Remark 1.4.3.10. Let $\operatorname{\mathcal{C}}$ and $\operatorname{\mathcal{D}}$ be $\infty$-categories, and suppose we are given a pair of functors $F,G: \operatorname{\mathcal{C}}\rightarrow \operatorname{\mathcal{D}}$. We define a natural transformation from $F$ to $G$ to be a map of simplicial sets $u: \Delta ^1 \times \operatorname{\mathcal{C}}\rightarrow \operatorname{\mathcal{D}}$ satisfying $u|_{ \{ 0\} \times \operatorname{\mathcal{C}}} = F$ and $u|_{ \{ 1\} \times \operatorname{\mathcal{C}}} = G$. In other words, a natural transformation from $F$ to $G$ is a morphism from $F$ to $G$ in the $\infty$-category $\operatorname{Fun}(\operatorname{\mathcal{C}}, \operatorname{\mathcal{D}})$.

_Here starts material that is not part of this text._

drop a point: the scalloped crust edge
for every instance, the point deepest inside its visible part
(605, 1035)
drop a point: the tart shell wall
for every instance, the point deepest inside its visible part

Remark 1.4.3.11. Let us abuse notation by identifying each ordinary category $\operatorname{\mathcal{E}}$ with the $\infty$-category $\operatorname{N}_{\bullet }(\operatorname{\mathcal{E}})$. In this case, Corollary 1.4.3.5 implies that when $\operatorname{\mathcal{C}}$ is an $\infty$-category and $\operatorname{\mathcal{D}}$ is an ordinary category, then we have a canonical isomorphism $\operatorname{Fun}( \operatorname{\mathcal{C}}, \operatorname{\mathcal{D}}) \simeq \operatorname{Fun}( \mathrm{h} \mathit{\operatorname{\mathcal{C}}}, \operatorname{\mathcal{D}})$. In particular, the functor $\infty$-category $\operatorname{Fun}(\operatorname{\mathcal{C}}, \operatorname{\mathcal{D}})$ is an ordinary category.